Hoping for a more peaceful online experience is a pipe-dream, I know. Even on Facebook, where there is far less anonymity, people are ugly to each other. I’ve done it; we probably all have. It’s so much easier to say something cruel/rude/critical to someone when you aren’t face-to-face, but what if we all just worked on squelching that ugly side a little more? I try to limit what I say online to what I’d say to that person’s face; if I think their feelings would be hurt, I zip it. More than that, I’ve been trying harder to see the good in people, and not engaging when others start to come down on someone who isn’t able to defend him- or herself; it’s a struggle, but when I am able to rise above the yuck, I can tell I walk a little lighter afterward. It feels good to not be a dick, but sometimes it takes more effort than I thought it would. There’s enough ugliness and hate and distrust in the world…I want my little corner of it to have some semblance of peace and respect.

Even in the real world people are getting dickier (is that even a word? It is now…). I work in a place driven by teasing and name-calling, I know people who make a practice of calling others out for making common grammatical mistakes (using ‘good’ instead of ‘well,’ not using an Oxford comma, etc), and so many people try to cram you into a shell where they think you belong (“She’s the actress.” “He’s the smart one.” “You’re the laid back one.”). It’s getting ridiculous. At work, I don’t really engage when the teasing and name-calling starts; does that make me a killjoy? In their eyes, the answer is probably yes. When my husband and I are hanging out alone, I have a bad habit of correcting him (when he uses a word incorrectly, for example); however, I would never do that in front of other people because it’s disrespectful and rude. As for plopping people into shells? Well, we all do it, whether we intend to or not. I just try it acknowledge that and then ignore my presumptions. Try it; you’ll be surprised how much more people have to offer when given the chance to shine.
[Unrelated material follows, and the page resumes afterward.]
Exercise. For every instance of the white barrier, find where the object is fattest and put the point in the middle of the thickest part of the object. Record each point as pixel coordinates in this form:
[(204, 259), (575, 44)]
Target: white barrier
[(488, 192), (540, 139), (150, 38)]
One of my good friends is all about love; romantic, platonic, the love you have for a pet, a love of cooking or crafting or creating, ALL types of love...she wants to celebrate it and embrace it and talk about it. I think she’s onto something. Isn’t it more refreshing to have a positive, laughter-filled talk with your friends rather than a vile, poison-filled diatribe against someone who isn’t living up to your standards? Or how about having an open, intelligent discussion about political views rather than stooping to the finger-pointing blame game? How about we try a little harder not to put people into whatever box we think they should go in, and let them be whoever they are? Gah, I feel like I’m writing a commercial for tampons or something, but I think you’re picking up what I’m laying down. We all want to be happy, right? Negativity and hate won’t get us there.

Thank you for reading my late-night ramblings…I figured I’d do something useful with my insomnia rather than just lay in bed, listening to my dogs snore.